DAVID: So i repeat my comment:
DAVID: The path to bipedalism obviously started well before the brain enlarged but allowed the hands to become more developed ahead of time, anticipating the further development of the brain's enlargement and capacity for mental development. It didn't require movement to the Savannah to develop as previously proposed, noting my bolds above. I view this as God engineering evolution in a logical fashion ten million years ago.

dhw: Maybe there was more than one path to bipedalism, but I would agree with the whole of your first sentence except for the cryptic "ahead of time", for which I would substitute "when needed": it is logical that the move to a new environment engendered bipedalism, giving rise to new requirements, and so the rest followed on logically

DAVID: Again, the early evidence in time, although scattered, supports my approach not yours; I see preparatory changes, as the authors do, well ahead of the time to descend from the trees. You are still Darwinian in trying to find needs to drive evolution, while as Gould showed, all species arrive fully changed.

Yes indeed, I find it perfectly logical that organisms would change in response to need or to opportunity. Our classic example has always been the whale, and I find your theory that your God changed legs to flippers before the pre-whale entered the water almost laughable beside the theory that legs changed to flippers as a RESULT of the pre-whale entering the water (for whatever reason). The same applies to our various ancestors. I envisage them spending increasing amounts of time on the ground (for whatever reason), and their bodies adapting to cope with the different conditions. What do you mean by “fully changed”? All species (in the narrow sense of variations) are fully changed in the sense that they are individual, functioning life forms. You have referred us to p. 258 of your excellent The Atheist Delusion and to Dr Filler’s findings. I quote:

p. 258: “He demonstrates changes in lateral processes that begin to allow for the development of completely upright posture over the the course of the next 20 million years of evolution.”

It took 20 million years for the “complete change” we are discussing! And it took umpteen different “species” of hominid and homo to get there!
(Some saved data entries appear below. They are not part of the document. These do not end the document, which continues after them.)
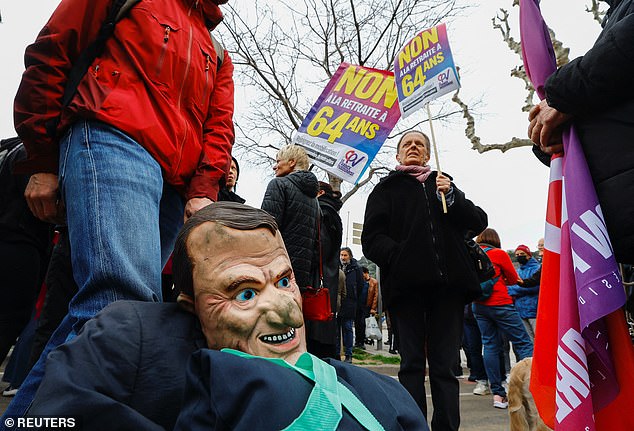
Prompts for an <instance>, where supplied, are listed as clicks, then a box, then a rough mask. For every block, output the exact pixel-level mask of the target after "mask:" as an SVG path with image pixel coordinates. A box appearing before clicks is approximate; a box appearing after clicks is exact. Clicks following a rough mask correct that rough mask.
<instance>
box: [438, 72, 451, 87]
mask: <svg viewBox="0 0 634 431" xmlns="http://www.w3.org/2000/svg"><path fill="white" fill-rule="evenodd" d="M437 79H438V87H439V88H445V87H447V86H448V85H451V84H453V81H451V80H450V79H451V69H447V70H445V71H444V72H442V73H439V74H438V78H437Z"/></svg>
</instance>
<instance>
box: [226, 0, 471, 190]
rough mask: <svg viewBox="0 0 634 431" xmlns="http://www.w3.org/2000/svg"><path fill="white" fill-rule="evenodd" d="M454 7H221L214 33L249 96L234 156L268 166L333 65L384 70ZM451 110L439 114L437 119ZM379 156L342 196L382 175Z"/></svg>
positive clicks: (356, 6) (256, 1)
mask: <svg viewBox="0 0 634 431" xmlns="http://www.w3.org/2000/svg"><path fill="white" fill-rule="evenodd" d="M458 1H459V0H447V1H444V2H438V1H437V0H387V1H386V0H364V1H363V2H358V1H353V0H268V1H266V2H264V1H262V0H259V1H258V0H256V1H254V2H253V3H249V4H248V5H246V6H243V5H242V4H235V5H231V4H229V5H227V7H228V9H229V10H228V13H226V14H225V19H224V21H223V24H224V26H223V27H224V28H223V29H222V30H221V31H222V32H223V35H226V37H225V38H224V40H225V43H226V44H227V49H228V50H229V52H230V54H231V56H232V59H233V60H234V64H235V66H236V74H235V77H236V81H237V82H239V83H240V84H241V85H242V86H245V87H249V88H251V89H253V90H255V93H256V95H255V96H253V99H252V100H250V101H249V102H250V103H249V105H250V109H249V110H248V112H247V113H246V114H242V115H241V117H240V118H239V119H238V121H239V123H240V127H239V128H238V135H239V136H237V138H236V151H241V152H242V153H243V154H245V156H246V157H247V158H248V159H249V160H252V159H256V158H265V159H267V161H266V163H268V159H270V158H271V157H273V156H274V152H275V150H276V149H277V148H279V147H281V146H282V145H284V144H286V143H289V142H290V141H291V134H292V133H293V132H294V131H295V130H296V129H297V128H298V127H299V125H300V124H301V122H302V121H303V119H304V116H305V115H306V113H307V112H308V111H309V109H310V107H311V106H312V103H313V102H314V100H315V98H316V97H317V95H318V94H319V91H321V89H322V88H323V86H324V85H325V83H326V82H327V81H328V80H329V79H330V78H331V77H332V75H333V73H334V71H335V70H336V69H337V68H338V67H339V64H340V63H342V62H350V63H355V64H359V65H365V66H368V67H373V68H378V69H384V70H391V69H392V61H393V59H394V56H395V54H396V51H397V50H398V49H400V47H401V46H403V44H404V43H405V42H406V41H407V40H409V39H410V38H411V37H413V36H414V35H415V34H417V33H419V32H420V31H421V30H422V29H424V28H428V27H431V26H433V25H435V24H437V23H438V22H440V21H445V22H446V21H448V20H450V18H452V17H453V16H456V14H458V13H460V12H461V11H462V10H464V9H465V8H466V7H467V6H458V5H457V2H458ZM250 94H251V93H250ZM458 112H460V111H458V110H455V109H453V110H445V111H444V112H443V113H442V114H439V115H437V117H438V118H448V117H449V116H450V115H452V114H454V115H455V114H456V113H458ZM381 157H382V156H381ZM381 157H377V159H375V161H374V162H373V166H371V167H370V168H369V169H368V170H367V172H368V178H367V179H364V180H363V181H361V182H360V183H359V184H357V185H356V186H355V187H353V188H352V189H351V190H350V191H349V192H348V193H347V194H346V196H347V197H349V196H351V195H352V194H353V193H354V192H356V191H357V190H358V189H359V188H360V187H363V185H365V184H369V182H371V181H374V180H375V179H376V177H377V175H376V173H377V172H381V171H384V170H387V168H385V167H384V166H383V165H382V164H381ZM262 163H264V162H261V164H262ZM374 165H376V166H374ZM329 180H330V181H331V182H334V183H337V181H338V180H337V179H335V178H333V177H330V178H329ZM339 183H340V182H339ZM339 183H337V186H340V184H339ZM345 187H348V186H347V185H346V186H345ZM347 197H346V199H347Z"/></svg>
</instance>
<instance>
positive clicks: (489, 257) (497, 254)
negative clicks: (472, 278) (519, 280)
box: [476, 246, 520, 306]
mask: <svg viewBox="0 0 634 431" xmlns="http://www.w3.org/2000/svg"><path fill="white" fill-rule="evenodd" d="M482 248H485V246H482ZM486 253H487V256H489V259H491V263H493V266H494V267H495V275H494V276H493V277H500V278H499V279H498V281H497V283H495V284H494V285H493V293H491V296H490V297H489V298H488V299H487V300H486V301H476V302H478V303H479V304H483V305H489V306H497V305H509V304H512V303H513V298H511V296H510V295H509V293H508V290H507V289H506V285H507V284H517V281H518V280H519V279H520V278H519V276H518V275H517V271H515V267H514V266H513V262H511V258H510V257H509V255H508V254H507V253H506V252H505V251H504V250H502V249H500V248H491V249H489V250H488V251H487V252H486Z"/></svg>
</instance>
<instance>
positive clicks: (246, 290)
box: [236, 289, 257, 302]
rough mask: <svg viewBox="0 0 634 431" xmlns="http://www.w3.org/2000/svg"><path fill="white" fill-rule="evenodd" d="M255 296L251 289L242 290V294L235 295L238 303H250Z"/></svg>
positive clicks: (245, 289) (255, 295) (256, 294)
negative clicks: (248, 302)
mask: <svg viewBox="0 0 634 431" xmlns="http://www.w3.org/2000/svg"><path fill="white" fill-rule="evenodd" d="M256 295H257V292H256V291H255V290H253V289H244V290H243V291H242V292H240V293H238V295H236V300H238V301H240V302H245V301H250V300H252V299H253V298H255V296H256Z"/></svg>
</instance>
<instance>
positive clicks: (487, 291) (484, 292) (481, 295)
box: [476, 247, 502, 301]
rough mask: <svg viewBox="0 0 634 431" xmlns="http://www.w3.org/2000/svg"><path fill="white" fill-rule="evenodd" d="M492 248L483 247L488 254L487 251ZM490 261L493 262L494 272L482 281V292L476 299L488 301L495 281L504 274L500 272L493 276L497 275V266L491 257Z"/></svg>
mask: <svg viewBox="0 0 634 431" xmlns="http://www.w3.org/2000/svg"><path fill="white" fill-rule="evenodd" d="M491 248H493V247H485V248H484V249H483V251H484V253H485V254H486V252H487V251H489V250H491ZM487 259H488V256H487ZM489 263H491V268H492V270H493V274H492V275H491V277H490V278H489V279H487V280H484V281H480V290H481V292H482V294H481V295H480V296H479V297H478V298H477V299H476V301H486V300H487V299H489V298H490V297H491V294H492V293H493V286H495V283H497V282H498V280H499V279H500V276H501V275H502V274H500V275H498V276H496V277H493V275H495V267H494V266H493V263H492V262H491V260H490V259H489Z"/></svg>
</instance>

And so apparently your always-in-control God, whose one purpose was to specially design H. sapiens, either preprogrammed all these different changes 3.8 billion years ago, or kept fiddling and twiddling with hominid/homo anatomies for 20 million years in anticipation of each change in their environment! No wonder you have no idea why he would have chosen this method of “evolving” (= special designing) the only thing he wanted to evolve.

xxxxxx

Under “Evolution and humans: big brain birth canal”:

QUOTE: Preliminary work on the pelvis of the recently discovered 1.98 million-year-old hominin Australopithecus sediba found it to possess a unique combination of Homo and Australopithecus-like features.

All complete in themselves, but suggestive of convergent evolution as each “species” works out its own evolutionary course.